First, let’s define the hierarchy of Salesforce security and Field-Level Security (FLS) permissions, ordered from the most restrictive foundational settings to the most granular and flexible extensions.

1. Organization-Wide Defaults (OWD)

  • The Foundation: This is the “baseline” level of security. It defines the default visibility for records that a user does not own.
  • The Rule: You always start with the most restrictive setting here (like “Private”). All other layers below can only open access; they cannot take it away.

2. Profiles

  • The “Home Base”: Every user must have exactly one profile.
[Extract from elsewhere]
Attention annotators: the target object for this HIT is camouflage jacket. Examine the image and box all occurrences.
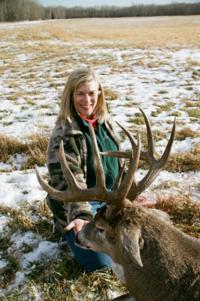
[47,113,119,232]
It defines the basic requirements for their job function.
  • The Role: It grants standard Object permissions (Create, Read, Edit, Delete) and establishes the initial Field-Level Security (which columns they can see).

3. Permission Sets

  • The Additive Layer: These are used to grant additional permissions to specific users without changing their profile.
  • The Role: If a profile doesn’t allow access to a specific field or object, a Permission Set can “give” that access to a subset of users who need it for a special project or task.

4. Permission Set Groups

  • The Administrative Bundle: This is the highest level of organization. It allows admins to bundle several Permission Sets together into a single package.
  • The Role: Instead of assigning 10 individual permission sets to a new hire, you assign one “Group” that contains all of them. This ensures consistency and simplifies user management.

These layers allow an admin to follow the Principle of Least Privilege by starting with the least permissive foundation (Org Wide Defaults) and layering in new functionality and access by building on top of profiles and organizing permissions into groups.